We sat down to talk and he just fueled his jets and hit the “nitro” button in the conversation by throwing as many “science is better than theology” arguments at me as he could. After a few minutes, I had to interrupt and slow the rockets down a little.
“I’m not here to argue with you, man. I’m just a pastor trying to hear what you have to say. If I disagree with a few of your points about science, don’t get me wrong… I just see things differently than you do.” I went on, “Besides, I don’t have to prove God exists, anymore than you have to prove that He doesn’t. God believes in you, whether you believe in him or not.”
“Well, what do you think about suffering? Why does God allow so many people to die of starvation or diseases?”
“Suffering is bad and I don’t think God likes it.” I said.
“Well, what about the big bang theory? You know Carl Sagan was right when he discovered the big bang.” he replied.
“Why do so many Christian people hate homosexuals and make life so hard for them?” he asked.
“I don’t know,” I said. “Maybe some Christians have personal bigotry and hatred issues toward those that aren’t like them… sort of like some atheists feel about Christians. Why do some atheists hate on Christians so much for believing other ways of faith?”
“Good point,” he said. “But why do Christians think they are right, and everyone else is wrong?”
“I don’t know, but I don’t like it either. Don’t atheists do the same thing?” I responded.
The jet fuel was beginning to wear off in his defensiveness and we began to see that we had more things in common than previously thought. He asked me about all the wars that were started by so called Christians in the past, and we talked about the spending of so much money on consumerism and greed by so called Christians. We went on for 90 minutes together and ended up deciding that some things are bigger than our little minds to figure out.
I kind of wrapped things up by saying, “You know what? For you to declare that you’re an atheist means that you have to have more faith than I do.” “What does that mean?” he responded. “Well,” I said, “Neither one of us can see God, taste him, touch him, feel him, hear him… but your faith (or belief in scientific reasoning) has to be greater than mine because I base all my understanding about God on the book that he wrote over the course of 1500 years with 30 some authors. You are basing your faith reasoning on so much more complexity than that… and even on things that haven’t been discovered yet. You have to have more faith than I do to disprove God.”
“I never thought of it like that.” he said.
“I haven’t either, but let’s meet up again sometime to talk about it.” and we wished each other well, shook hands and said goodbye.
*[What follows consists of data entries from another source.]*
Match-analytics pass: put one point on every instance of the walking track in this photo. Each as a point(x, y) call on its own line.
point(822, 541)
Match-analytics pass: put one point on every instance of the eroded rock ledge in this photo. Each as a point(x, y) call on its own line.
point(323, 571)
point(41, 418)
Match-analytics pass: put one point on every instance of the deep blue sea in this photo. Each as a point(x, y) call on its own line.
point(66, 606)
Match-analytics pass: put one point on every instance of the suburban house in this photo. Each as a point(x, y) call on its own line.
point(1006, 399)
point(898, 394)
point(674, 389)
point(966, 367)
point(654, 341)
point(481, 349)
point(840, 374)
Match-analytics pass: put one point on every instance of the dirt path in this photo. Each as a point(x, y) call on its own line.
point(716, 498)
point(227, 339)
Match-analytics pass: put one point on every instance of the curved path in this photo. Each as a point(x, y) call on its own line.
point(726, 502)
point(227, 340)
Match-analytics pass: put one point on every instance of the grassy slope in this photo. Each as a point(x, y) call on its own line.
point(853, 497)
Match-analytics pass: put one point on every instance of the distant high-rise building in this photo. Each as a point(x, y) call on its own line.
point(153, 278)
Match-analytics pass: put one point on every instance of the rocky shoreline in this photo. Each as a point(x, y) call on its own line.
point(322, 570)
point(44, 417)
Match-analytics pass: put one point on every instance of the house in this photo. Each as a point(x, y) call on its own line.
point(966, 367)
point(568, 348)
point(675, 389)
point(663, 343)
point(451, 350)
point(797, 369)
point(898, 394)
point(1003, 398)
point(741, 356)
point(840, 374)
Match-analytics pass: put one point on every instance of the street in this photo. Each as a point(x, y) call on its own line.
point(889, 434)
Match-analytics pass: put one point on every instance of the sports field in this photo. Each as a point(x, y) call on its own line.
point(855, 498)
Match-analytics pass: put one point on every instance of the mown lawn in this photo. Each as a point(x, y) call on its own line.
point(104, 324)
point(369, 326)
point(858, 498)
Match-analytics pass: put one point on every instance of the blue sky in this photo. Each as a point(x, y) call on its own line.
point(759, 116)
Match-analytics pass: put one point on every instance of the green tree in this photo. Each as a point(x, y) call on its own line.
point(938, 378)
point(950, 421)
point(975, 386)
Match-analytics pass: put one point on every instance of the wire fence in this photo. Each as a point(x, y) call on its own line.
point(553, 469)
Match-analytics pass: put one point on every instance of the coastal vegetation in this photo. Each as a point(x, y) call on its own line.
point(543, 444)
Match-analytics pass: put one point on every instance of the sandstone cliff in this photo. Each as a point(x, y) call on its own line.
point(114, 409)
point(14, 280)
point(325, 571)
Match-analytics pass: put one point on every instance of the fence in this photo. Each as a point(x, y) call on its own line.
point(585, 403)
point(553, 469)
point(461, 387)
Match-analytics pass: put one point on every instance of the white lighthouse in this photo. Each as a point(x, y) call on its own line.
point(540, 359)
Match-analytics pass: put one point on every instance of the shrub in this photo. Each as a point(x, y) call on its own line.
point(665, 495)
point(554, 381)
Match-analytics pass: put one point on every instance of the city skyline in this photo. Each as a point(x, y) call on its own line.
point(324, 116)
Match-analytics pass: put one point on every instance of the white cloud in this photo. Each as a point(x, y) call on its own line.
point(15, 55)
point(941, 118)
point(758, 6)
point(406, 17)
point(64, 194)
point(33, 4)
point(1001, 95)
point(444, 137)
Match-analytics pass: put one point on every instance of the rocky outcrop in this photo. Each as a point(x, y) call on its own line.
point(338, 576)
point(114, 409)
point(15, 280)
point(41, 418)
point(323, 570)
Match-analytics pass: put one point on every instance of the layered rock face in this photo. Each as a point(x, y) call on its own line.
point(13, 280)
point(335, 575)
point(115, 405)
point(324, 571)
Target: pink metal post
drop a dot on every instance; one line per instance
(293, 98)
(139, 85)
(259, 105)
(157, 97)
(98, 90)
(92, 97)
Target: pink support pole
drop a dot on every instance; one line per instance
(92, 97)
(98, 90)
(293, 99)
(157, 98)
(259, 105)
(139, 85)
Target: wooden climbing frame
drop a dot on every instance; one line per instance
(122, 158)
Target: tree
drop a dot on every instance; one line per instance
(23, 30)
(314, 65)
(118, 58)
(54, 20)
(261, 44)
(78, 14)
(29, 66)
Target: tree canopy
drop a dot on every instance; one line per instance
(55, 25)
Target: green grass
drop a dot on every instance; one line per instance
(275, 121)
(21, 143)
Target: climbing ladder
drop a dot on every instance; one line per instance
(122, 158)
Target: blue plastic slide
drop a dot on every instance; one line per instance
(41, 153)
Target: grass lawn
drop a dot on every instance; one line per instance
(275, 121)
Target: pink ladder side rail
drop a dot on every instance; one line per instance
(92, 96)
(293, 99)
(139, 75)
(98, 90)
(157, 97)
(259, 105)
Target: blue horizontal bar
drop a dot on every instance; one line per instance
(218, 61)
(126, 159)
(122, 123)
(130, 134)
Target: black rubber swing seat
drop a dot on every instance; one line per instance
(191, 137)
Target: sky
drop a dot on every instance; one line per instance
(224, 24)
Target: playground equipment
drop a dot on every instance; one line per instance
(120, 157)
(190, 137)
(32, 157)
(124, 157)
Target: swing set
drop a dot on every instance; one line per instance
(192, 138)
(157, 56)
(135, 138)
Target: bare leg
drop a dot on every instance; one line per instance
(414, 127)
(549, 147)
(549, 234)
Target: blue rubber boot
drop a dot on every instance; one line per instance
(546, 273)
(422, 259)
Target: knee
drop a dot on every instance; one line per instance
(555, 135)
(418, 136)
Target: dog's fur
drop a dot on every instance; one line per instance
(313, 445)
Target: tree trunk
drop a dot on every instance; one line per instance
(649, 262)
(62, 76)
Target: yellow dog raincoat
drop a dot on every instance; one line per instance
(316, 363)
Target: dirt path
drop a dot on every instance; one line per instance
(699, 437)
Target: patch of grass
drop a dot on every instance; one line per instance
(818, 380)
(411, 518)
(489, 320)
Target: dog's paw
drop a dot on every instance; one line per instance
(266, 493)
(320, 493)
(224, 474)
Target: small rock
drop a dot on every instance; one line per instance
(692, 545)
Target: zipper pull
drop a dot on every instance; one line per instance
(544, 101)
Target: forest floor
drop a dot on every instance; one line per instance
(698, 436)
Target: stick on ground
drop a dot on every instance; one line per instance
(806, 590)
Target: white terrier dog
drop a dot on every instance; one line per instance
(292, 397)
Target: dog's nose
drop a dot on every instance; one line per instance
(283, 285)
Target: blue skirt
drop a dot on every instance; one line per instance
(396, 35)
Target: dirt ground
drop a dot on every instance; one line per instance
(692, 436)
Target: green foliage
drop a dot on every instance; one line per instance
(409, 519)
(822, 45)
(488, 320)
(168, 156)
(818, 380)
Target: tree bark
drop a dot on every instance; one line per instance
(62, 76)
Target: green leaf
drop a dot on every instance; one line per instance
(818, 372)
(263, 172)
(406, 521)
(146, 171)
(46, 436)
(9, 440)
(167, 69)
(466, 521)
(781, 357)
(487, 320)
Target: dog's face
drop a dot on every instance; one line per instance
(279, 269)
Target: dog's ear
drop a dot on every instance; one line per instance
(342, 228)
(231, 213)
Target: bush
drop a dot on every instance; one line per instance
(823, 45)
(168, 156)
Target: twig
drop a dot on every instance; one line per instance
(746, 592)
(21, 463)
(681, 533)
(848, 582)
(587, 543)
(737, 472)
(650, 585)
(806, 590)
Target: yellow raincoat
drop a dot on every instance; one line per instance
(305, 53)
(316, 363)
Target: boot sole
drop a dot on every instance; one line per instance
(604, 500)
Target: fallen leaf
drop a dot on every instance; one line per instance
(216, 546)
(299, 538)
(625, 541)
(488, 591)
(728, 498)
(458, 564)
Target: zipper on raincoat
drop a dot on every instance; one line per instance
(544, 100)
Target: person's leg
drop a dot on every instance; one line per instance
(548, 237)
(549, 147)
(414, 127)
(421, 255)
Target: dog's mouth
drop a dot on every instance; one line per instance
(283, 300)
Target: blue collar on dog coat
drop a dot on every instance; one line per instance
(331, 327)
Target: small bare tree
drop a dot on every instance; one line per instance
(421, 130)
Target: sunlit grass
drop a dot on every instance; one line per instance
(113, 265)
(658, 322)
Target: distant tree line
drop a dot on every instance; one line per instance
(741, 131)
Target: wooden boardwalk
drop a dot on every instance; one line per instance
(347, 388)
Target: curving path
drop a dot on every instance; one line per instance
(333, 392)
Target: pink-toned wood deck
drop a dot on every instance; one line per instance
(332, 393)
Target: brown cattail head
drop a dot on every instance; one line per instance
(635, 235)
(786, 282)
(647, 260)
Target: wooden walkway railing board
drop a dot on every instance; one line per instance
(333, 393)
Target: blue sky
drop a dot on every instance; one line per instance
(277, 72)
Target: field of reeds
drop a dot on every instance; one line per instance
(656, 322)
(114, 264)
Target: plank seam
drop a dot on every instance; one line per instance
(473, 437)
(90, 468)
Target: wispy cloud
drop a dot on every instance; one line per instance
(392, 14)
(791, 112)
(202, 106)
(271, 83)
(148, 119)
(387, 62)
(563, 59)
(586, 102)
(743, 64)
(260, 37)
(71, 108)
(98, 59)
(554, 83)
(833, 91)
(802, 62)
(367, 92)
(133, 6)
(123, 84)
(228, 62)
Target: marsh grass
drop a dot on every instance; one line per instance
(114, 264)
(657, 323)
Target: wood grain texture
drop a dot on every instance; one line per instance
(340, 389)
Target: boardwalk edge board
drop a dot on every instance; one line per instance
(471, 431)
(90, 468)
We had talked about a lot of other things too, like his upbringing, his educational background, his parents’ style of discipline and his former church experiences, none of which were very positive for him. It stands to reason that a guy like this who came through so many confusing situations in his history is going to have a certain view of the church, God, Christians and the world perspective in which he lives. I have other paradigms through which I see the world. Who is right? Who is wrong?
When the “Bridge is out” in your faith, where do you turn? What do you reach for in seeking answers, in seeking comfort, in seeking something to believe in?
What kind of ways are you trying to prove that God exists, or doesn’t? Do you have to prove it? What compels you to live that way you do? I’d like to know your thoughts.